Re: [gpfsug-discuss] CES doesn't assign addresses to nodes

Simon Thompson (Research Computing - IT Services) Tue, 31 Jan 2017 12:21:30 -0800

Ah we have separate server licensed nodes in the hpc cluster (typically we have 
some stuff for config management, monitoring etc, so we license those as 
servers).


Agreed the bug should be fixed, I was meaning that we probably don't see it as 
the CES cluster is 4 nodes serving protocols (plus some other data access 
boxes).

Simon
________________________________________
From: [email protected] 
[[email protected]] on behalf of Jonathon A Anderson 
[[email protected]]
Sent: 31 January 2017 20:11
To: gpfsug main discussion list
Subject: Re: [gpfsug-discuss] CES doesn't assign addresses to nodes

Simon,

This is what I’d usually do, and I’m pretty sure it’d fix the problem; but we 
only have two protocol nodes, so no good way to do quorum in a separate cluster 
of just those two.

Plus, I’d just like to see the bug fixed.

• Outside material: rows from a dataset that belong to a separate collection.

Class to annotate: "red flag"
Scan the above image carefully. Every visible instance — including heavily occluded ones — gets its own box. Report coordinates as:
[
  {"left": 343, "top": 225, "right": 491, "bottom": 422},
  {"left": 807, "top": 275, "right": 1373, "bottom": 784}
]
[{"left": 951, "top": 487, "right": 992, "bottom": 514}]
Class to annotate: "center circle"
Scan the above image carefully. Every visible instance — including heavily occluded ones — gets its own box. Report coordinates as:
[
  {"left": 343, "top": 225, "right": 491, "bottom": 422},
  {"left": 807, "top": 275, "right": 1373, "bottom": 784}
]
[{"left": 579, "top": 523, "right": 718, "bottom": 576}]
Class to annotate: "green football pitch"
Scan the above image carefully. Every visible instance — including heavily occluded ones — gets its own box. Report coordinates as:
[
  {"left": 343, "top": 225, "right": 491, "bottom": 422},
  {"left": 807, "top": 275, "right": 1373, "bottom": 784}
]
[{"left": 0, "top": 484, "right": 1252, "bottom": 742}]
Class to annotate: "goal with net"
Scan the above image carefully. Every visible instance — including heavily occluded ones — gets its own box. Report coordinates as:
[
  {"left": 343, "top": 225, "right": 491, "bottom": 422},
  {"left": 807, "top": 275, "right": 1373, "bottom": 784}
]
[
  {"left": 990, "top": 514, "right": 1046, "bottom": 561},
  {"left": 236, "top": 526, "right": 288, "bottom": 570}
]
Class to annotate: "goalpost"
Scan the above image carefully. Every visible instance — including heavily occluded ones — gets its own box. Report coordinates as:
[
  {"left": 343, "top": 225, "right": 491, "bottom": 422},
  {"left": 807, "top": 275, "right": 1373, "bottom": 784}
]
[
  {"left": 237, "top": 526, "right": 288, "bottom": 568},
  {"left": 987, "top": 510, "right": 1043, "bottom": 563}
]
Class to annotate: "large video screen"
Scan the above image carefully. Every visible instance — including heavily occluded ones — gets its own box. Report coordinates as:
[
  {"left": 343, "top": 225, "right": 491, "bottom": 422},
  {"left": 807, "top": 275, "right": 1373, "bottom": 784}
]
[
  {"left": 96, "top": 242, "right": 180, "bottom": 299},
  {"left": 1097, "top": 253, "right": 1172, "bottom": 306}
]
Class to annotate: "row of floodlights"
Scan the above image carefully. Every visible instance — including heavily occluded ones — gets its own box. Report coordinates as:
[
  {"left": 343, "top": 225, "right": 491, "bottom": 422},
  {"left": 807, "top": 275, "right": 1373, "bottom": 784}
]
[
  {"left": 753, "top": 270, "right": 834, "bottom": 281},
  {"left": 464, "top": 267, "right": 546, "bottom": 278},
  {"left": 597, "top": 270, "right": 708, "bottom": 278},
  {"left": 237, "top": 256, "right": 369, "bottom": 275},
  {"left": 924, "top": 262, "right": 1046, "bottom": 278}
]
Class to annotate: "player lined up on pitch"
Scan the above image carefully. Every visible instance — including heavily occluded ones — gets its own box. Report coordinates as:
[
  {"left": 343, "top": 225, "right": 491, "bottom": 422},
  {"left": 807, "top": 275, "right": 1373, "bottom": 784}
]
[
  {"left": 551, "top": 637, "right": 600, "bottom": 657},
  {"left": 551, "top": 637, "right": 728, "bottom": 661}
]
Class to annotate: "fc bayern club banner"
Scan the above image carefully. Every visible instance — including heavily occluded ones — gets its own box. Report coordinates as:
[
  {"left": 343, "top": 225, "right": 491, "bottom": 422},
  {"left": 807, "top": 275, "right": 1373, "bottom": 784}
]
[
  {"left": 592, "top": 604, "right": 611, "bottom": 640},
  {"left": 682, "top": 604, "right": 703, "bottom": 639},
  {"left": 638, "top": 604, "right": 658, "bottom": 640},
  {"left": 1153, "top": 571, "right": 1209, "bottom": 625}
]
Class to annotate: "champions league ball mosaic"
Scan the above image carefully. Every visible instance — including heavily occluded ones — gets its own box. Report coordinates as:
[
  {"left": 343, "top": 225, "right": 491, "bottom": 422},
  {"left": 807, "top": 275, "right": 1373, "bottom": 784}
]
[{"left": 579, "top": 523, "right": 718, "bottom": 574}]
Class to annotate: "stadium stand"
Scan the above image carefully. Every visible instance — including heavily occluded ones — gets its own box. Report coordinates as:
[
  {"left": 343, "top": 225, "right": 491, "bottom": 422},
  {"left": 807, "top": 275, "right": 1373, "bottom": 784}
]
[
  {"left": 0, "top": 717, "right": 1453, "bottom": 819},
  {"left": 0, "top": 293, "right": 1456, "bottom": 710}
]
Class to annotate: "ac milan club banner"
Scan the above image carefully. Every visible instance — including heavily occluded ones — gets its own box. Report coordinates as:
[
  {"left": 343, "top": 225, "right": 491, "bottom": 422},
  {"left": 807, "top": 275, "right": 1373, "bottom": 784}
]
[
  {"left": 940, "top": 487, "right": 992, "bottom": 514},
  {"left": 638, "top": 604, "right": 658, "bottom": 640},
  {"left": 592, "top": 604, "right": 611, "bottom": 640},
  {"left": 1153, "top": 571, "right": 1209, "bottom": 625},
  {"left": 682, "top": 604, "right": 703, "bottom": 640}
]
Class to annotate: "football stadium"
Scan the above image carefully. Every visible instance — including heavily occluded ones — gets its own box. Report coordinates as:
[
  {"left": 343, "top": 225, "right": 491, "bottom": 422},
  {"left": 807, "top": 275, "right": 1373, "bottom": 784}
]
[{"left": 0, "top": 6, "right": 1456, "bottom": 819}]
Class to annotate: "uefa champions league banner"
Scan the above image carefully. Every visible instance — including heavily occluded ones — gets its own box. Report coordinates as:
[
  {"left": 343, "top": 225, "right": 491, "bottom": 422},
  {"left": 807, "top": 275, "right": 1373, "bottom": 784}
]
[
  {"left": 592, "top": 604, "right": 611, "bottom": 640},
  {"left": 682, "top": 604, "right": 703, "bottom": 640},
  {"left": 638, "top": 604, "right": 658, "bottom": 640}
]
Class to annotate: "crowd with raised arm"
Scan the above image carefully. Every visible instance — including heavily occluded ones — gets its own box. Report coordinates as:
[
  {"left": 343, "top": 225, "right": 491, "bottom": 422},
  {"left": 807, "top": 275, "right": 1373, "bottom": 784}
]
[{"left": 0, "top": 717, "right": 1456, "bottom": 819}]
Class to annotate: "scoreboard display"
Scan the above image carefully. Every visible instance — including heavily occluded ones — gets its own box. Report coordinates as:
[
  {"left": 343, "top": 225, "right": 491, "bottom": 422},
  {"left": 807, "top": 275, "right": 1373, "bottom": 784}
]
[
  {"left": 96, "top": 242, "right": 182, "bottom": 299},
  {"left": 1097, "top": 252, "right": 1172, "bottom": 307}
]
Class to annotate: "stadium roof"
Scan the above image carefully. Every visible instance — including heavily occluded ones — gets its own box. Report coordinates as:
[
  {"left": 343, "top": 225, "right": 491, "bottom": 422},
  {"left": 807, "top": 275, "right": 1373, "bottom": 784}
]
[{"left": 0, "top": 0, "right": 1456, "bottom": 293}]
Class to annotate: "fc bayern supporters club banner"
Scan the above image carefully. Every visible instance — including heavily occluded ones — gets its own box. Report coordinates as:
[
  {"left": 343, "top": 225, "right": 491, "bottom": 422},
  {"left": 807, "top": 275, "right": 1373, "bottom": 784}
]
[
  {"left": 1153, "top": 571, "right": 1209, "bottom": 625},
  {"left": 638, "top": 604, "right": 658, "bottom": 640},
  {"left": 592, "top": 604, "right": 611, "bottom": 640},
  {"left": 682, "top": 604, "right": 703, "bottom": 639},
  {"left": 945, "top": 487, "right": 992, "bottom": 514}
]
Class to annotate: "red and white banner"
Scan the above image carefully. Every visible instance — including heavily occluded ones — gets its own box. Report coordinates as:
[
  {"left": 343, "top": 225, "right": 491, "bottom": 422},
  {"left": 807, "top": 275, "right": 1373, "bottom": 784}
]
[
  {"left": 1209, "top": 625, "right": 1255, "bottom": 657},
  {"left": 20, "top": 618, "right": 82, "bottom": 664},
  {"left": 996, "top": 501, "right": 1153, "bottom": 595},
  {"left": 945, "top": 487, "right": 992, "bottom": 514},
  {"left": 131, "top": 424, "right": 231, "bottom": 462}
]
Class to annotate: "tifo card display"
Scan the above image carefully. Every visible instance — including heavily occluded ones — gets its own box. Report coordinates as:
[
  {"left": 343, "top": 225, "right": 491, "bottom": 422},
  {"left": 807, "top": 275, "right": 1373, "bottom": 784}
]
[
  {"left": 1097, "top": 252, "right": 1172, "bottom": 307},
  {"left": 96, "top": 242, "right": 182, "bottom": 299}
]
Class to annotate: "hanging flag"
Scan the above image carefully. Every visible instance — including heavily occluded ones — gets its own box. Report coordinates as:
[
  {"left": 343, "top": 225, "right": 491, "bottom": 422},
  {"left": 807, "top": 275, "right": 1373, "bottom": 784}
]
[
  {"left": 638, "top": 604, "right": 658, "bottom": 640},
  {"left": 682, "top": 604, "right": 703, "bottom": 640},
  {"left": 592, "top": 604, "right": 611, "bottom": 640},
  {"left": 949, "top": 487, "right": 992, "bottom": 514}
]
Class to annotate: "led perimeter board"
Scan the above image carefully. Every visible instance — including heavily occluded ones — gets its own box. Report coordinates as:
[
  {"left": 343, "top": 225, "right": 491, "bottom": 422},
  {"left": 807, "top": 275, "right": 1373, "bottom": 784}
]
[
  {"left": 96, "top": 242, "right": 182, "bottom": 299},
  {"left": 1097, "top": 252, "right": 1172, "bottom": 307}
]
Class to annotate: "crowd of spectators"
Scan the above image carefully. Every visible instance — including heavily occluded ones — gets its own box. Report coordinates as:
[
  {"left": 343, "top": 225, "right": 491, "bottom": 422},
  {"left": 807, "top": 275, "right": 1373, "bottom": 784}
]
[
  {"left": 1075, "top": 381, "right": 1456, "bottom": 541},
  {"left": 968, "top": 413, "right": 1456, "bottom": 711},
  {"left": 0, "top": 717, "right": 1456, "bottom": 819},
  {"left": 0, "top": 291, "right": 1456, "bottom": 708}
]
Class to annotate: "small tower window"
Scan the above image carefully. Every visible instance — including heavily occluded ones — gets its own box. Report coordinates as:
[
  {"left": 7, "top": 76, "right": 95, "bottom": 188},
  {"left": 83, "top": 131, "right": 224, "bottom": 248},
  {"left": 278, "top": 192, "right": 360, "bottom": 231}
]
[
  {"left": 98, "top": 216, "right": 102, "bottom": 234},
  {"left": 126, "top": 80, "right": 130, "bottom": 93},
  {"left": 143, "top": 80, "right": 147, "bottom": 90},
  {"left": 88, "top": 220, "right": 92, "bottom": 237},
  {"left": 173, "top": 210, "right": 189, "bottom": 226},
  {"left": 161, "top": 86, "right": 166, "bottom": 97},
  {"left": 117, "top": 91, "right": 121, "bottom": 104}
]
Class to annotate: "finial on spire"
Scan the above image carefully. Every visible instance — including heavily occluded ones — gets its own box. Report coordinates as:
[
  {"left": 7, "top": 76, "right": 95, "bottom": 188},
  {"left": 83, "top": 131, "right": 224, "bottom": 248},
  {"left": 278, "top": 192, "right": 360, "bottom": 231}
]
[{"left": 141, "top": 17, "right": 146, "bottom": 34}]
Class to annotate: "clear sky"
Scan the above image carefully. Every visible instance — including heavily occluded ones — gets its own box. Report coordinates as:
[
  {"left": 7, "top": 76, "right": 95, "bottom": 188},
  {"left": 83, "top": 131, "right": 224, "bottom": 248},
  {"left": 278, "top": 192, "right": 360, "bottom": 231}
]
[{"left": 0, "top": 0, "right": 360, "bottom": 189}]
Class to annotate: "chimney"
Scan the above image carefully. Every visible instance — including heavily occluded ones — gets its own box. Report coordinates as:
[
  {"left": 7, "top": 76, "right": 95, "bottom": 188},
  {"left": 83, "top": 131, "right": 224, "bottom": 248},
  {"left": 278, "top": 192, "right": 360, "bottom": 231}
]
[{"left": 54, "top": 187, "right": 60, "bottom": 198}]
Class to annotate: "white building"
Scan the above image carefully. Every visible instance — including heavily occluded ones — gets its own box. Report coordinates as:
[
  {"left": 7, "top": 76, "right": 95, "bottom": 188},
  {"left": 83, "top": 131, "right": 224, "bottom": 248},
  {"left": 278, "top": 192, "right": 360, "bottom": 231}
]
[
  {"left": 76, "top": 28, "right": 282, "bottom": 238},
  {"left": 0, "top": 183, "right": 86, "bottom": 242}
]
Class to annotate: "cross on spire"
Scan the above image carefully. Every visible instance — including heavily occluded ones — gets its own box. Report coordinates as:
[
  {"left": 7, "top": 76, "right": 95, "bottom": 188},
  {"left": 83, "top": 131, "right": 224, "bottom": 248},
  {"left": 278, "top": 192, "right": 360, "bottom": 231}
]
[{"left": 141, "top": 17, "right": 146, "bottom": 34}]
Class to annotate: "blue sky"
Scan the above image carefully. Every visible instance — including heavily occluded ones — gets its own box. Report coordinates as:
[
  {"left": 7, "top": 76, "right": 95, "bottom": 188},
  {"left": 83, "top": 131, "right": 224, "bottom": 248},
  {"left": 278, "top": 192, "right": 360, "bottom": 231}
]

I suppose we could move the compute nodes to a separate cluster, and keep the 
protocol nodes together with the NSD servers; but then I’m back to the age-old 
question of “do I technically violate the GPFS license in order to do the right 
thing architecturally?” (Since you have to nominate GPFS servers in the 
client-only cluster to manage quorum, for nodes that only have client licenses.)

So far, we’re 100% legit, and it’d be better to stay that way.

~jonathon


On 1/31/17, 1:07 PM, "[email protected] on behalf of 
Simon Thompson (Research Computing - IT Services)" 
<[email protected] on behalf of [email protected]> 
wrote:

    We use multicluster for our environment, storage systems in a separate 
cluster to hpc nodes on a separate cluster from protocol nodes.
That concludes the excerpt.